Eco-industrial Development in Japan

By Mari Morikawa, industrial ecology grad
uate student at Yale University who served as intern to Indigo Development during the Spring and Summer of 2000

Reference: Morikawa, Mari. 2000. Eco-Industrial Developments in Japan. Indigo Development Working Paper # 11.  Indigo Development Center,


Since the breakdown of the Bubble Economy in Japn, which had prospered on the basis of mass production and mass consumption, Japan has been struggling to find an alternate vision for development. Facing a negative heritage of unsustainable economic activities in recent decades, which caused environmental degradation and resource exhaustion, Japanese industry and society have been forced to go through changes in their mode of production. Recognizing an eco-industrial approach as a way to realize sustainable development, Japanese leaders have launched various types of eco-industrial projects around the country.
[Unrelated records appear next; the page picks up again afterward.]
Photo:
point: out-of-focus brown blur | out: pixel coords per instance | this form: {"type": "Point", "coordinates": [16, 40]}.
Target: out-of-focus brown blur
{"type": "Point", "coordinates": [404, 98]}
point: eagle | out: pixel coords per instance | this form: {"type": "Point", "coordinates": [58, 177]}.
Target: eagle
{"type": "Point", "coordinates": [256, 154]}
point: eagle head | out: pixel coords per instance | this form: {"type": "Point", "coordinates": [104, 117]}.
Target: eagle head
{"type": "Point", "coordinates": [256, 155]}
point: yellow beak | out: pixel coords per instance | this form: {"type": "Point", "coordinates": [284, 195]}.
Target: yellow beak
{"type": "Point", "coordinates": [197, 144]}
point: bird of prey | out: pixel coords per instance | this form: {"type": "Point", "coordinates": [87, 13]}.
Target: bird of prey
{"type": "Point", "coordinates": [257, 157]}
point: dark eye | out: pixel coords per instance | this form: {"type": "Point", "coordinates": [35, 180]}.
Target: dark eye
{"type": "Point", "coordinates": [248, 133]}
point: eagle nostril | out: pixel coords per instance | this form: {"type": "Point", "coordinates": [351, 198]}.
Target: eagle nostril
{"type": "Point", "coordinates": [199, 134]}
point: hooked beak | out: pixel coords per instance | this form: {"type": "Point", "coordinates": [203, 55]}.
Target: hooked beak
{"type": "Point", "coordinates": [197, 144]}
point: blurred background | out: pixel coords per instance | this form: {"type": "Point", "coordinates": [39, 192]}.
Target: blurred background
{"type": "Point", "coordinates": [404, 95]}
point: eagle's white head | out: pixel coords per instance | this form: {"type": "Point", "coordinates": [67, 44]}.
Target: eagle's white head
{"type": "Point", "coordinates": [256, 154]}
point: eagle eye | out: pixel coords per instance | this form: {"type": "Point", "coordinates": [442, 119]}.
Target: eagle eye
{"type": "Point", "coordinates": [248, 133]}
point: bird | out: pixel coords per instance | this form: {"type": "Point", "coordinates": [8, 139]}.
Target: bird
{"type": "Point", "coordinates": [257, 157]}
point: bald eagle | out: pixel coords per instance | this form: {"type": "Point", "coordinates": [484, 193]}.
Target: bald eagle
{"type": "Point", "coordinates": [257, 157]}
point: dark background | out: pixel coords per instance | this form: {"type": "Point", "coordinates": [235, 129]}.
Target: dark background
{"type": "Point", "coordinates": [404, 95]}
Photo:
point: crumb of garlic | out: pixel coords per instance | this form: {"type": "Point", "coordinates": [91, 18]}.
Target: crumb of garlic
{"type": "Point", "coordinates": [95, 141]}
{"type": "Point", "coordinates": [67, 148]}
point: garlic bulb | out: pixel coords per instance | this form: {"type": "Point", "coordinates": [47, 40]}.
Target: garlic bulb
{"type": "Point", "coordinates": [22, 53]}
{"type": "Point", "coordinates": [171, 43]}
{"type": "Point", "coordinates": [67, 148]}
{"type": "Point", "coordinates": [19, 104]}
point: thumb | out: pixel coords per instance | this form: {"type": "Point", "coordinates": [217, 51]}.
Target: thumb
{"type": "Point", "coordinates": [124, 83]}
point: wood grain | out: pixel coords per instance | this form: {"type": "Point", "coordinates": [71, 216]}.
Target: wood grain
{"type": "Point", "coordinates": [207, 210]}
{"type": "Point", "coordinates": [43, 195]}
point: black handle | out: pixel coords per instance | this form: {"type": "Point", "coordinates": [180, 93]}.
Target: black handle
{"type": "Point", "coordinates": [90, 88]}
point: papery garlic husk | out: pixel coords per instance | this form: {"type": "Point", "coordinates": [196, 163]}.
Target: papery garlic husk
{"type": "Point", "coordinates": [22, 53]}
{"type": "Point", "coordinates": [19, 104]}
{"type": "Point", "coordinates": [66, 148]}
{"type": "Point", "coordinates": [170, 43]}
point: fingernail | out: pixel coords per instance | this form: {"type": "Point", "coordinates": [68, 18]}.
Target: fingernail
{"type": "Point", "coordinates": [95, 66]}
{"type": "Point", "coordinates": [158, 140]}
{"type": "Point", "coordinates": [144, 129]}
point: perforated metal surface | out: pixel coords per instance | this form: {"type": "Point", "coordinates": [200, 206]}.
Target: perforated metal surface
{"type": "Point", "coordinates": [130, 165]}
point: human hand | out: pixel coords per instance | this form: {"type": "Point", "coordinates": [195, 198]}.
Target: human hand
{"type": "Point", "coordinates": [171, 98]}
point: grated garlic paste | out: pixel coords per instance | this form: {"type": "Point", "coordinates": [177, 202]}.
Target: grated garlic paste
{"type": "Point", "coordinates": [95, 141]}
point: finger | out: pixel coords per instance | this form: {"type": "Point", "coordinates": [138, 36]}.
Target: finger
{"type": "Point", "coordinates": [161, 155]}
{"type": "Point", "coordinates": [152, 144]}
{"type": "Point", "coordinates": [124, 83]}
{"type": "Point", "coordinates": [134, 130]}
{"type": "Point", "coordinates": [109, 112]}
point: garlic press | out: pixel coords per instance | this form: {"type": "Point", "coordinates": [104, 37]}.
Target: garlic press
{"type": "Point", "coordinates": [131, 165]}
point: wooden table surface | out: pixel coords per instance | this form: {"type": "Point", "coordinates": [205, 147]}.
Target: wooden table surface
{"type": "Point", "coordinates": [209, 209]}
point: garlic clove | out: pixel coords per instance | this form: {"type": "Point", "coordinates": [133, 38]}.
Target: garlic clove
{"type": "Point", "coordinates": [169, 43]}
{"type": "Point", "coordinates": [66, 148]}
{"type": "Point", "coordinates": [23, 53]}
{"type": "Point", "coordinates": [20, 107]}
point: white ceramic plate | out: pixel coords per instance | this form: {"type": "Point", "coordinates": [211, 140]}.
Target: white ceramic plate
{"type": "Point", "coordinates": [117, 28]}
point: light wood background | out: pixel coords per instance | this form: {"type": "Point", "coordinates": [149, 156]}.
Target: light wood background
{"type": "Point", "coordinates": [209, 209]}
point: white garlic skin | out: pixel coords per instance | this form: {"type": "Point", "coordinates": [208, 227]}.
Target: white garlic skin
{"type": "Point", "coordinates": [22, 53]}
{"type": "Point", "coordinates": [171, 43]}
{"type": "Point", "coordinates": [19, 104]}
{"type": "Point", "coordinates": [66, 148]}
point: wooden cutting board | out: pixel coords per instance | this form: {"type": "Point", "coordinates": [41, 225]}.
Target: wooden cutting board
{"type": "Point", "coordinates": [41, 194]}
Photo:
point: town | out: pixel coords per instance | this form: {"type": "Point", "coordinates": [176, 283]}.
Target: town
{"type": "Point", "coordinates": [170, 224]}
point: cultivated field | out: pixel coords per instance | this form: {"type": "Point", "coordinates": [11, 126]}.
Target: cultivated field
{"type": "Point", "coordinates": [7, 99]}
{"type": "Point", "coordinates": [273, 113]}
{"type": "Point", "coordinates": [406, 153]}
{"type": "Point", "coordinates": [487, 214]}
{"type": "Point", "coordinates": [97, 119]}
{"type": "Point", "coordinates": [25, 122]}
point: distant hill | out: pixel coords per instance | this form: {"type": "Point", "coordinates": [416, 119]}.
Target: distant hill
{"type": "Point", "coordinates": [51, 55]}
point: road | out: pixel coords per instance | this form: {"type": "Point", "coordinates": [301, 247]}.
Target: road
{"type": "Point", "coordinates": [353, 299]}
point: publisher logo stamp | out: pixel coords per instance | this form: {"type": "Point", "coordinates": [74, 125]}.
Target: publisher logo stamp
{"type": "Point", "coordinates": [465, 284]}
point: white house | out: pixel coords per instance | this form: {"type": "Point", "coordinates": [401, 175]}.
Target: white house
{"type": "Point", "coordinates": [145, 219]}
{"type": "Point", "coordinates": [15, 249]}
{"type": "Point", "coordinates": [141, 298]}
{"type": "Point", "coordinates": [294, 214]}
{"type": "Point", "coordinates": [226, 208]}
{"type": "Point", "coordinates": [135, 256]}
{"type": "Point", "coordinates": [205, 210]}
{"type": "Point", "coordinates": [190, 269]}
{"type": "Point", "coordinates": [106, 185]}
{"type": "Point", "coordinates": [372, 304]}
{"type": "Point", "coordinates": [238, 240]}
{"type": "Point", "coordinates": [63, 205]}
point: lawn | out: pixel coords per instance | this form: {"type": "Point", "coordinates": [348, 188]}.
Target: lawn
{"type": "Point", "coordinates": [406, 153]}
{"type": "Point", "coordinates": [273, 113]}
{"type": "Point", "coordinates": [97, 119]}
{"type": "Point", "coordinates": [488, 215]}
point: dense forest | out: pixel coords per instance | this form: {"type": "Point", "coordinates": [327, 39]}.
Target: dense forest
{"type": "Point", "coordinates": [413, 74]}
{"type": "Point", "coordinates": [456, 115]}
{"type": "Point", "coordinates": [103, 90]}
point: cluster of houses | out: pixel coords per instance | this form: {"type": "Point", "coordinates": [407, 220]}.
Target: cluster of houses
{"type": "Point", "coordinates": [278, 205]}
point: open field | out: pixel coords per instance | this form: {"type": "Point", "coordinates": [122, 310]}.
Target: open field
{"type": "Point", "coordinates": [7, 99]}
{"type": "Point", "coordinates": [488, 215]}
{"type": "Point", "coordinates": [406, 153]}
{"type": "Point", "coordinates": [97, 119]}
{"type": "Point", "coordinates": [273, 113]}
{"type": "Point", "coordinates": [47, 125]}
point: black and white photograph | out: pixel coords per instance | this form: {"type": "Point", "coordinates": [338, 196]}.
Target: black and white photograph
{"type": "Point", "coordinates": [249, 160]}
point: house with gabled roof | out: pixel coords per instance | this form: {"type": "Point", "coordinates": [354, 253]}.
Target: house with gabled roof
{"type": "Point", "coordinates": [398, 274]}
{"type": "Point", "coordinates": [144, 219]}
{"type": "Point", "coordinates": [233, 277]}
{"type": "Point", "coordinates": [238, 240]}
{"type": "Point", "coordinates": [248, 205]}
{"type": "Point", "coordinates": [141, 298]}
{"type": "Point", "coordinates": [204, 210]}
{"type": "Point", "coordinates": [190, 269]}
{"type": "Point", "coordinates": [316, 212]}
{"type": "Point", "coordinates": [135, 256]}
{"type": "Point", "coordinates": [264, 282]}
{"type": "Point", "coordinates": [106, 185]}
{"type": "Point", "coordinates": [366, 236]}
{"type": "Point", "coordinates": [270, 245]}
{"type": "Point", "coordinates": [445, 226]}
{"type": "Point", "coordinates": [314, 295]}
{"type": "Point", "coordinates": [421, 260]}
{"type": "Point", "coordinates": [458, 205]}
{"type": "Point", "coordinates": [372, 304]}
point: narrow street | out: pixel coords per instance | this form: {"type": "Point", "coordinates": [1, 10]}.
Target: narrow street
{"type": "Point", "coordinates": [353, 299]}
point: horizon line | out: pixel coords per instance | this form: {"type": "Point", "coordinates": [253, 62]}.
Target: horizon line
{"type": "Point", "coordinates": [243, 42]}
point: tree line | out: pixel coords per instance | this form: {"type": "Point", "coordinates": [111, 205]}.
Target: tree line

Since the term “eco-industrial park/estate” is not commonly used in Japan, the exact number of projects are unknown, but one estimate indicates that there are currently about 60 eco-industrial projects operating or under development, including those that are still in the planning and consideration phases.

The following analysis of the driving factors behind the emergence of Japanese eco-industrial projects aims to provide a base of knowledge and insight for better understanding the framework of, and for promoting the future development of, eco-industrial projects. In the second part of this study, we analyze projects that could potentially be defined as eco-industrial parks or that possess many of the qualities typically associated with industrial symbiosis. These projects are grouped into the following categories:

  •  Eco-industrial parks
  •  Eco-Town Projects
  •  Industrial cluster and zero emissions efforts

For each project category, we describe the types of energy and material linkages that are typically present and appeared most attractive to industry. We examine the relationship between the factors that encouraged their development and their organizational structure and also evaluate the degree of success attained.  We seek to provide insights that will support the development of more effective public policy for encouraging future eco-industrial projects.  It should be noted that these categories are aimed at grouping similar types of projects emerging in Japan to characterize them for this study. This typology is not meant to serve for categorization of eco-industrial projects in general.